In order to move on to the championship game, he needed two strikes and two pins in the 10th frame. Unfortunately, one pin remained standing after he rolled the first ball. Almost immediately, he buried his head into his hands as the room went silent. Game over.
It was a hard loss to swallow knowing he couldn’t win for his father, who was sitting just a few feet behind him. It was the last tournament his terminally-ill father watched him compete in before he died.
“Not winning that title has always bugged me,” he said. “It’s one that hurts. I wanted to win for my dad, and that one didn’t happen.”
He did go on to win many tournaments — 12 national Professional Bowlers Association (PBA) titles, and 12 regional ones — a feat that was recognized by his home state last month.
Wiseman, a Dundalk native, became the first ten-pin bowler to be inducted into the Maryland State Athletic Hall of Fame, on Nov. 14, where he joined past honorees like Cal Ripken, Jr.,and Babe Ruth.
Unlike the baseball greats, the bowling star isn’t a household name partly because his sport isn’t as popular as it used to be.
Over the course of Wiseman’s nearly 30 year career, bowling transformed from a popular sport that regularly aired on television to a game better known as a recreational activity.
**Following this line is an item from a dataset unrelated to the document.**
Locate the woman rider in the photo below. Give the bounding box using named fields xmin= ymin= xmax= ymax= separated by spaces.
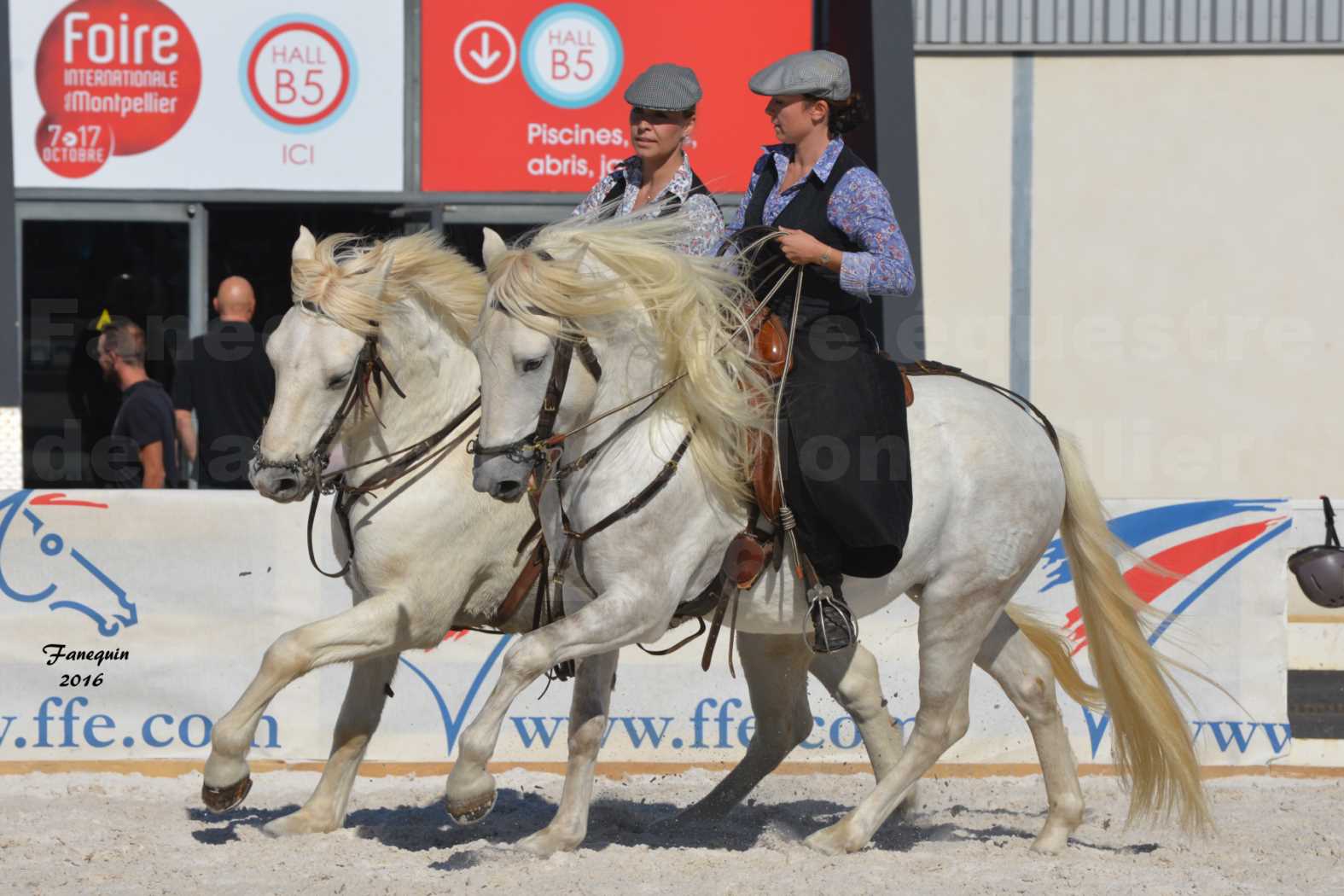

“There’s no question that it was more popular back then. Bowlers were the cool guys,” said Bowlers Journal International president Keith Hamilton of competitive bowling 50 years ago. “Look at kids today and what they have to choose from– video games, technology and social media–that competes against bowling.”
YOUNG PHENOMENON
Wiseman, now 46, began his love affair with the game as a toddler at Fair Lanes East Point with duckpin bowling — a version of the sport that originated in Maryland.
He started ten-pin bowling and joined a youth league at age seven at Fair Lanes Dundalk, where he immediately became a standout among his peers.
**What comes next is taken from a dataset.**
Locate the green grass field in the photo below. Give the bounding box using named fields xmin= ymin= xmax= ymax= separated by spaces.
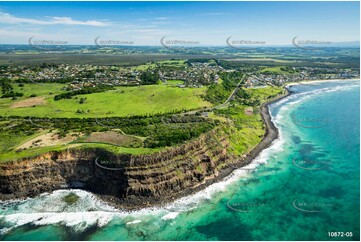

Bernie Kuhn, Wiseman’s childhood friend and bowling partner, said many of the local adult bowlers recognized his dedication to the sport as a child, and knew he would become a great bowler.
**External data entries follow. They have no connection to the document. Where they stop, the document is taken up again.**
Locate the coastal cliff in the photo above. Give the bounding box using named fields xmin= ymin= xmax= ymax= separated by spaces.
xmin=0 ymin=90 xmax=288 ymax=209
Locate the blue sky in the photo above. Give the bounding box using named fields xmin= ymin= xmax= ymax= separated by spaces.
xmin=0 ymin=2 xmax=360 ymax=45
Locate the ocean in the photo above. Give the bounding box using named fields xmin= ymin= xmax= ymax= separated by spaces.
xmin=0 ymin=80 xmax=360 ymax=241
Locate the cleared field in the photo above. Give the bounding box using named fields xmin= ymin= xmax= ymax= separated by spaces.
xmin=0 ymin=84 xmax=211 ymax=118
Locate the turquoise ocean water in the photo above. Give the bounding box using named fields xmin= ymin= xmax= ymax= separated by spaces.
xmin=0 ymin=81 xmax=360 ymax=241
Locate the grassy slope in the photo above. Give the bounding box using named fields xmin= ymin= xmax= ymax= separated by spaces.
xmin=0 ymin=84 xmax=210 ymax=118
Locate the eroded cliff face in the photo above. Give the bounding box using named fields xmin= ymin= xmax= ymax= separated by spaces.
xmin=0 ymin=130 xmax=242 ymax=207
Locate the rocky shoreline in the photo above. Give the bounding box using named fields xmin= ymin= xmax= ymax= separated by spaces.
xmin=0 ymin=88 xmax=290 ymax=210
“He lived, ate and drank bowling. If he wasn’t practicing, he was watching the adults bowl,” he said. “Danny would always be talking to good bowlers. He was enamored with bowling.”
Wiseman progressed very quickly as a junior bowler. At 15, he became the youngest bowler in Maryland to bowl a perfect 300 game.
“In that era, a 15-year-old shooting a perfect game was unheard of, especially in this area,” Wiseman said.
A PROFESSIONAL CAREER
Wiseman continued to perfect his game, moving up to the local adult league right after high school. He transitioned to the PBA tour circuit in his early 20s.
Wiseman started his professional career just as the sport’s popularity was beginning to wane. Though many well-known bowlers were still competing, the game was overshadowed on television by other sports like football, according to experts.
At that time, many corporate sponsors were pulling their support and television networks had stopped airing tournaments, Hamilton said. Today, ESPN is the only network that broadcasts tournaments during the PBA season.
Kuhn said that local bowlers recognized Wiseman as a “top dog” in Baltimore. But Wiseman knew he had to adapt to larger tournaments, Kuhn said.
“I found out that I was a big fish in a little pond, so to speak,” Wiseman said of his early local career. “These guys from around the country and the world — they could bowl.”
During his first season, he won a few tournaments locally, but in his second year on tour failed to win on any of the six stops he made.
In 1990, Wiseman started competing full-time on tour, winning his first national title at the Fair Lanes Open in Baltimore. It was one of the proudest moments of his career, he said.